GPS
Conheço pessoas
que não se deslocam mais à esquina para comprar pão sem que façam uso de GPS,
Google Maps e o escambau
Entrei no táxi
e falei o meu destino.
– Rua
Araribóia, por favor.
– Araribóia?
Espera um minuto!…– rebateu o homem.
Programou
então seu GPS e arrancou.
– Não precisa
de GPS, amigo. Sei mais ou menos onde fica. Posso lhe orientar.
– Ah, não. Não
saio mais de casa sem isto – declarou.
Resmunguei em
silêncio. E lá se foi o taxista seguindo seu brinquedinho falante – “vire à esquerda”;
“a 50 metros você vai virar à direita”; “daqui a 300 metros faça o retorno à
esquerda”…
De repente,
entre uma e outra prosa, vi ele se afastando da direção que eu julgava ser a
correta.
– Amigo, acho
que você está na direção contrária. Tinha que ter entrado naquela rua à
direita, melhor fazer o retorno na frente.
– Não, não,
olha aqui – apontou pra geringonça, orgulhoso como ele só. É esse mesmo o
caminho.
Cocei a cabeça
irritado. Embora eu não soubesse exatamente qual o trajeto a seguir, sabia que
aquele caminho que ele fazia era estupidamente mais longo e complexo.
Argumentei
mais uma vez, já na iminência de explodir.
– Moço,
desculpe, mas tenho quase certeza de que você está fazendo um caminho muito
mais longo do que devia.
– Não esquenta
a cabeça não, companheiro. Tá aqui no GPS, ó. Não vou discutir com a
tecnologia, né, amigo?
“Não vou
discutir com a tecnologia.” Sim, eu havia ouvido aquilo. E mais que uma frase
de efeito de um chofer de praça, aquilo era uma senha que explicava muita
coisa, talvez explicasse até toda uma época.
O
sujeito deixava de lado sua inteligência (se é que a tinha), a experiência de
anos perambulando a bordo do seu táxi pelas quebradas da cidade e o próprio
poder de dedução para seguir uma engenhoca surda e cega – mas
“tecnológica” – sem questioná-la, e sem que eu também pudesse fazê-lo.
Não quero
parecer um dinossauro (embora por vezes eu inevitavelmente pareça), mas sempre
defendi um uso inteligente, comedido e crítico dos apetrechos eletrônicos.

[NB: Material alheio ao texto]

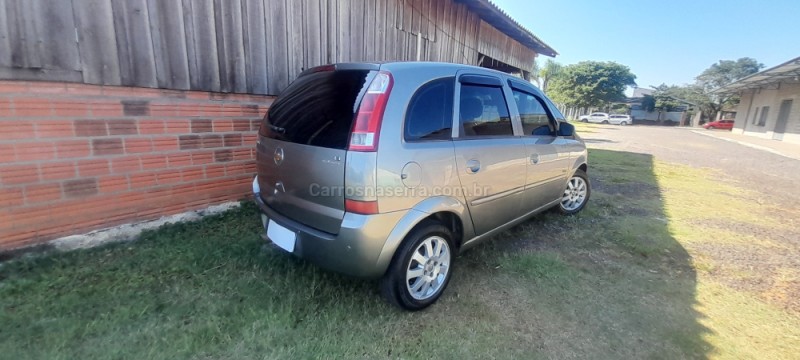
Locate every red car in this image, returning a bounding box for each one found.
[703,120,733,130]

Conheço pessoas que, por comodidade, condicionamento ou deslumbramento com o
novo mundo cibernético, não se deslocam mais à esquina para comprar pão sem que
façam uso de GPS, Google Maps e o escambau.
Tenho um
sobrinho, um pensador irreverente de botequim, que gosta de dizer o
seguinte:
– As rodas de
bar ficaram muito chatas depois do iPhone. Ninguém mais pode ter dúvida alguma.
Se alguém perguntar: “como é o nome daquele cantor que cantava aquela música?”;
ou então: “quem era o centroavante da seleção de 86?”, logo algum bobo alegre
vai acessar a internet e buscar a resposta. E aí acabar com a graça, a mágica e
o mistério… Não sobra assunto pro próximo encontro.
Outro amigo,
filósofo de padaria, tem uma tese/profecia tenebrosa sobre o uso sem
critério dos tecnobreguetes: Diz ele:
– Num futuro
próximo, as pessoas deixarão de ter memória. Para que lembrar, se tudo caberá
num HD externo?
É. Faz
bastante sentido a tese do meu amigo. Aliás, há tempos não o vejo, o… o… Como é
mesmo o nome dele, gente? Aníbal, não. Átila, não… É um nome assim, meio
histórico… Desculpem aí, vou ter que espiar na agenda do meu celular.
(BALEIRO, Zeca. Revista IstoÉ. n.2163, 27
abr. 2011. P. 114.)
Dedução: conclusão, inferência
.
Irreverente: debochado.
Tenebroso: terrível, medroso.
HD: sigla de Hard Disk(disco
rígido), no qual ficam armazenados as informações de um computador.